| When
looking for a needle in a haystack, it's helpful to
know what a needle looks like. A new software tool developed
by researchers at the National Institute of Standards
and Technology (NIST) makes it possible to find chemical
'needles' in data 'haystacks' without having to know
anything about the 'needle' in advance.
The NIST software should be
especially useful for analyzing ultrapure metals--recently
shown to have superior strength, corrosion-resistance
and other properties--and for monitoring nanoscale
semiconductor fabrication. Commercial X-ray detector
manufacturers already have included the method used
in the software into their products.
Described in the November issue
of the Journal of Microscopy*, the software works
with scanning electron microscopes (SEMs) and improves
the analysis of X-ray data. SEMs raster a beam of
electrons across a sample and then detect X-rays emitted
in response. X-rays of specific energies (the equivalent
of colors for visible light) are emitted by specific
elements, making SEMs an excellent tool for mapping
the chemical composition of samples. The lateral and
depth resolutions of SEM/X-ray analysis range from
100 nanometers to 5 micrometers, depending on specimen
composition and SEM beam energy.
Newer detectors---some developed
with NIST funding---respond so fast that data across
the entire spectrum of X-ray energies can be recorded
for every pixel scanned. Typically, these data are
analyzed to show only the sample's major constituents.

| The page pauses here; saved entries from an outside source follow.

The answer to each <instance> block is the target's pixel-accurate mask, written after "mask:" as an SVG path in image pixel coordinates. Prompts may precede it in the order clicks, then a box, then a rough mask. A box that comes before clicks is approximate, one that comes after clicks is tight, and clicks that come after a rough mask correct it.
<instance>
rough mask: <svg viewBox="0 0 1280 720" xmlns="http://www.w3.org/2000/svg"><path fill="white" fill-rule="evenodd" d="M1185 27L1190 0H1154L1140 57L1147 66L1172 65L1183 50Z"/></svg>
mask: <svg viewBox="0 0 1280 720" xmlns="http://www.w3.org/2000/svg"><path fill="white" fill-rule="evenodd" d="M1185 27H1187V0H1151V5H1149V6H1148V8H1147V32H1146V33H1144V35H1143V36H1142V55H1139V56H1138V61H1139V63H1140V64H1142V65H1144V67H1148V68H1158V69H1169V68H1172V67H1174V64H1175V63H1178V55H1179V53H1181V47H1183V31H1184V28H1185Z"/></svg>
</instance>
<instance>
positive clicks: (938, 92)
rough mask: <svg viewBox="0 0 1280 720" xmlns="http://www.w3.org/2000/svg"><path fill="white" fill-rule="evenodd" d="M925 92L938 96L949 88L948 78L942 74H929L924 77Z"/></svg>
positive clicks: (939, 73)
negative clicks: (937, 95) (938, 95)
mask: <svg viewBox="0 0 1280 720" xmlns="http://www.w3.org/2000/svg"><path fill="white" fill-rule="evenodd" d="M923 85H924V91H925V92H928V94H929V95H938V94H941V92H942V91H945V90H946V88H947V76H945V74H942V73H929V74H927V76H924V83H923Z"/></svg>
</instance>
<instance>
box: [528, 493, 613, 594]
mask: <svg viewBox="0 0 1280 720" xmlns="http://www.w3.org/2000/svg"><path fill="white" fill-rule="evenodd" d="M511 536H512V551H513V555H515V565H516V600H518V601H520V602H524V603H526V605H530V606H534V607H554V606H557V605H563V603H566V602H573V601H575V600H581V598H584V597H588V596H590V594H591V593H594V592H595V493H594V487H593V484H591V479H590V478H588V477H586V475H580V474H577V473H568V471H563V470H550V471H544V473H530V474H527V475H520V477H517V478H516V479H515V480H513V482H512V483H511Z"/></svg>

The NIST software analyzes the data a step further
by identifying the X-ray energy with the highest intensity
for each pixel rather than for the sample as a whole.
Using the software with a nickel-aluminum sample,
the NIST researchers identified chromium and copper
contaminant particles that occupied just a single
pixel and were not "visible" with the SEM's
usual data interpretation tools.
*D.S. Bright and D.E. Newbury, "Maximum pixel
spectrum: a new tool for detecting and recovering
rare, unanticipated features from spectrum image data
cubes," Journal of Microscopy, Nov. 2004, pp.